Make ARTICHOKE, FETA CHEESE AND TOMATO SANDWICHES for a quick meal. Cut focaccia bread into sandwich-sized pieces. Top with sliced marinated artichokes, sliced tomatoes, crumbled feta cheese and lettuce. Serve with leftover CARROT RAISIN SALAD. PEARS are your dessert.

Shopping List

focaccia bread, marinated artichokes, tomatoes, crumbled feta cheese, lettuce, pears.

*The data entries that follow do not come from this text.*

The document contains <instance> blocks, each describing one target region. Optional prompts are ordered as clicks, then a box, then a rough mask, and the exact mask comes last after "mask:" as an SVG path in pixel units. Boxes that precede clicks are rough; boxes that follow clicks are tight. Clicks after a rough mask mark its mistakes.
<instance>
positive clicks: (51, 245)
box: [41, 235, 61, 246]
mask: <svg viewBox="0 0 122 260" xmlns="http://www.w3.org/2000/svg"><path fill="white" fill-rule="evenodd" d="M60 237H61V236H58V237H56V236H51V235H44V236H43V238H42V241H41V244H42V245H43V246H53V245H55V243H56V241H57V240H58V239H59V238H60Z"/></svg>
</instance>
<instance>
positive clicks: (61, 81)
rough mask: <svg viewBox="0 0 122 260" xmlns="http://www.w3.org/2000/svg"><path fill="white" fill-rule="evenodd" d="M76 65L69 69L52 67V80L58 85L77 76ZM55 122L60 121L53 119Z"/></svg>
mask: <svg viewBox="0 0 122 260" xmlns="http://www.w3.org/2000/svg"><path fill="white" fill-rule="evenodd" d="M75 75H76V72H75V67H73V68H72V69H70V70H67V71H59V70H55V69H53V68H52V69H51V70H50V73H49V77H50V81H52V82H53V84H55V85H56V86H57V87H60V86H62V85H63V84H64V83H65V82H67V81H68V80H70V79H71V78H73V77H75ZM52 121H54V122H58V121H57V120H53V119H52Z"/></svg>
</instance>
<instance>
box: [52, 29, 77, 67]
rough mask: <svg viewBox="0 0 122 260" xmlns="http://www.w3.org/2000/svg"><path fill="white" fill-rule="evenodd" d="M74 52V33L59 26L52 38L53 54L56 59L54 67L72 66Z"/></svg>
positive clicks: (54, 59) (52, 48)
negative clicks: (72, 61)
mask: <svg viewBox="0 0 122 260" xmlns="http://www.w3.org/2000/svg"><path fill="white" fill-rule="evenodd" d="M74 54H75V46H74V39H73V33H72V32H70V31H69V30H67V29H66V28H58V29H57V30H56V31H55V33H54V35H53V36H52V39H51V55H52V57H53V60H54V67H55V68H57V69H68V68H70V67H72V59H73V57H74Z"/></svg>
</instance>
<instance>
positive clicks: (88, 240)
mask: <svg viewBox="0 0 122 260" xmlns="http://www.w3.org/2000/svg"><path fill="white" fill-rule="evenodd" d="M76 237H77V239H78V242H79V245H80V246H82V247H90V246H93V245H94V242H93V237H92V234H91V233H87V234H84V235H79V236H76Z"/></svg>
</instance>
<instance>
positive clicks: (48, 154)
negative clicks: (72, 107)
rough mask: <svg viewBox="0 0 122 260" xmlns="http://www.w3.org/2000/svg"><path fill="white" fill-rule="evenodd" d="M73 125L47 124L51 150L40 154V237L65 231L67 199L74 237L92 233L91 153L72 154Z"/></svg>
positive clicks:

Saturday Easy Entertaining

Invite guests for easy BROWN SUGAR AND MUSTARD CHICKEN BREASTS. Serve with BAKED SWEET POTATOES and GREEN BEANS WITH GARLIC. Add a MIXED GREEN SALAD and WHOLE-GRAIN ROLLS. Buy FRUIT TARTS for dessert.

Shopping List

light brown sugar, stone-ground mustard, boneless skinless chicken breasts, cooking spray, sweet potatoes to bake, green beans, garlic, mixed greens, whole-grain rolls, fruit tarts.

BROWN SUGAR AND MUSTARD CHICKEN BREASTS

Servings:
makes 4 servings
Prep time:
5 minutes
Cook time:
25 to 30 minutes
  • 1/3 cup light brown sugar
  • 1/4 cup stone-ground mustard
  • 1 1/2 pounds boneless skinless chicken breasts

Heat oven to 400 degrees. In a medium bowl, mix sugar and mustard. Place chicken in a 9-by-13-inch baking dish coated with cooking spray. Pour sugar-mustard paste over chicken. Bake 25 to 30 minutes or until chicken reaches 165 degrees. Remove chicken to a plate; cover and keep warm. Pour pan juices into a small saucepan; bring to boil. Boil 2 to 3 minutes or until sauce slightly thickens. (Sauce will thin as it cools.) Slice breasts before serving; spoon sauce over slices.

Per serving: 280 calories, 36 grams protein, 4 grams fat (15 percent calories from fat), 1 gram saturated fat, 19 grams carbohydrate, 109 milligrams cholesterol, 563 milligrams sodium, no fiber.